MARIA ALBERTA MENÉRES

( 1930 )

O MINUTO

Uma vírgula triste

nosso corpo turvado.

À noite quando o saco das horas

nos serve de colchão

e os dedos bailam de cansaço.

Um ponto solitário

é o corpo mais longe.

Corremos atrás dele

e o ponto perde-se em distância.

Procuro-te na sombra

no desenho dos portões

no intervalo das árvores

no perfil da lua nova

Dois pontos: o amor

dos corpos no incêndio.

Dois pontos. Uma pausa.

Indicação de tudo.

Estamos gerando uma vírgula triste.

Cultivando o minuto.

(de “Antologia da Novíssima Poesia Portuguesa”)

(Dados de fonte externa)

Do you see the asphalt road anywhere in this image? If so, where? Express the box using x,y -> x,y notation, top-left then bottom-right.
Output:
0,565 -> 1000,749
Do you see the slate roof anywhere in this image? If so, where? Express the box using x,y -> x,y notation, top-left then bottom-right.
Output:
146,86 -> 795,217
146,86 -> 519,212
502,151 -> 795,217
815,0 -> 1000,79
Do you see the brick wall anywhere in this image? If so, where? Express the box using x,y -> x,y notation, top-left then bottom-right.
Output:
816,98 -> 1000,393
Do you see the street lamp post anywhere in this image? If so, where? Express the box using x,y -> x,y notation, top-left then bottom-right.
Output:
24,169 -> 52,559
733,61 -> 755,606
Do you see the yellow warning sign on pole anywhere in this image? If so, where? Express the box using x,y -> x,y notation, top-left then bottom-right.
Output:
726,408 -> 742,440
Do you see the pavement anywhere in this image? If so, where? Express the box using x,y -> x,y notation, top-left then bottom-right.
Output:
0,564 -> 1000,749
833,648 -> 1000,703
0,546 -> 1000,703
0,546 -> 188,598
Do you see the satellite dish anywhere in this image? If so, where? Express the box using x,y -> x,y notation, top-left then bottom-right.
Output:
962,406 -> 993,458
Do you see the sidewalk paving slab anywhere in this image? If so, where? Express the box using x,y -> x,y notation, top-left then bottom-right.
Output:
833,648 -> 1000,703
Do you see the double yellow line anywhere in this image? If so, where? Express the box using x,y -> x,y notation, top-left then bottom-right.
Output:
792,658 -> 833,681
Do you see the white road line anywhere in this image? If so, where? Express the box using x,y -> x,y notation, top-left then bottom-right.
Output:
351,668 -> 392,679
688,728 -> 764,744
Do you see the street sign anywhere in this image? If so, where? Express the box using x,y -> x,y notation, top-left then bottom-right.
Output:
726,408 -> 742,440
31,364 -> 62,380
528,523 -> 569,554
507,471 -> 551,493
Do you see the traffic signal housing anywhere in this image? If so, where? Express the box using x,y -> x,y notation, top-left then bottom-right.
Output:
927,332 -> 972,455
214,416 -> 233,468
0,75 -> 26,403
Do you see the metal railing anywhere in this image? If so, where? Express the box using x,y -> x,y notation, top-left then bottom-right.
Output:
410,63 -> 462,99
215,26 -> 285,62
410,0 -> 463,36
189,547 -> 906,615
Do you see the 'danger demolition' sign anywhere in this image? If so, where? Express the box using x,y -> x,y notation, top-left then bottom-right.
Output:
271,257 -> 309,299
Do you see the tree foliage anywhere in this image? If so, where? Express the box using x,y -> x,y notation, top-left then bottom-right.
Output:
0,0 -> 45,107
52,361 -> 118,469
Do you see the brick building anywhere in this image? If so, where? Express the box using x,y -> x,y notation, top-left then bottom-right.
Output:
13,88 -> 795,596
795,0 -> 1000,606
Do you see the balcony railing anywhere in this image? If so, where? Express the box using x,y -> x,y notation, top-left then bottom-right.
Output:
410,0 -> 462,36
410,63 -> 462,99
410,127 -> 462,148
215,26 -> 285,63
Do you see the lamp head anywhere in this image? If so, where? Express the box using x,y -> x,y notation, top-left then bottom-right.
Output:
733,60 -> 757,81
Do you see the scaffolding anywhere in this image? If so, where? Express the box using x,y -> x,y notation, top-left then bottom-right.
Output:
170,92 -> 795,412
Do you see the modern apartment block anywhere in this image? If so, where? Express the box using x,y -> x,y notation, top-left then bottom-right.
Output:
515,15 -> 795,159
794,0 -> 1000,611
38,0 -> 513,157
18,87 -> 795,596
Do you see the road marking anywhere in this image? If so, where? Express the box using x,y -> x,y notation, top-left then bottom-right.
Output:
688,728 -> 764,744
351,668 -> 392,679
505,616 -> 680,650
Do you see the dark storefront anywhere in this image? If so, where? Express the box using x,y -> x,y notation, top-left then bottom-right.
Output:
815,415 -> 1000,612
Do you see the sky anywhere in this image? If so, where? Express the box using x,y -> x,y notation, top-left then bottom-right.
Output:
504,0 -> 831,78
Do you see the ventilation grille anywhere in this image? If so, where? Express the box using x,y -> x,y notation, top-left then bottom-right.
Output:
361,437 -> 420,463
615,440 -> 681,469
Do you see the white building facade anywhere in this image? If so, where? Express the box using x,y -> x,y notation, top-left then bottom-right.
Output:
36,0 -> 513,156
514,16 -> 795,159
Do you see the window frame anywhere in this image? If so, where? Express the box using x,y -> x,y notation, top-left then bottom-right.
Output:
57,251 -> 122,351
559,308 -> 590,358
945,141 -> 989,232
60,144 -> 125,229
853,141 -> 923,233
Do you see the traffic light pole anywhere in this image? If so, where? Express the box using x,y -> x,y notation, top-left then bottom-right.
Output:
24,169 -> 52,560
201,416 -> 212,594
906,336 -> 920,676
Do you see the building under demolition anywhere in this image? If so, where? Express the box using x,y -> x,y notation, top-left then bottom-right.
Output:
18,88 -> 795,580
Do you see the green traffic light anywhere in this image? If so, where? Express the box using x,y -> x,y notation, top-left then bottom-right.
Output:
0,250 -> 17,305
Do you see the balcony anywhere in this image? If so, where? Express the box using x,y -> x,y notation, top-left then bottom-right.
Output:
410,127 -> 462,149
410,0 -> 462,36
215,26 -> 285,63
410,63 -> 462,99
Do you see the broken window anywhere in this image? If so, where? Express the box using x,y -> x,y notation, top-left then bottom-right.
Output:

Co-organizou a “Antologia da Novíssima Poesia Portuguesa” (2ª ed. revista, 1961) e a “Antologia da Poesia Portuguesa.1940-1977” (1979). Alguns títulos da sua obra poética: “Intervalo” (1952), “Cântico de barro” (1954), “A palavra imperceptível” (1956), “Água-Memória” (1960), “O Jogo dos Silêncios” (1996). Publicou ainda vários livros de poesia para crianças.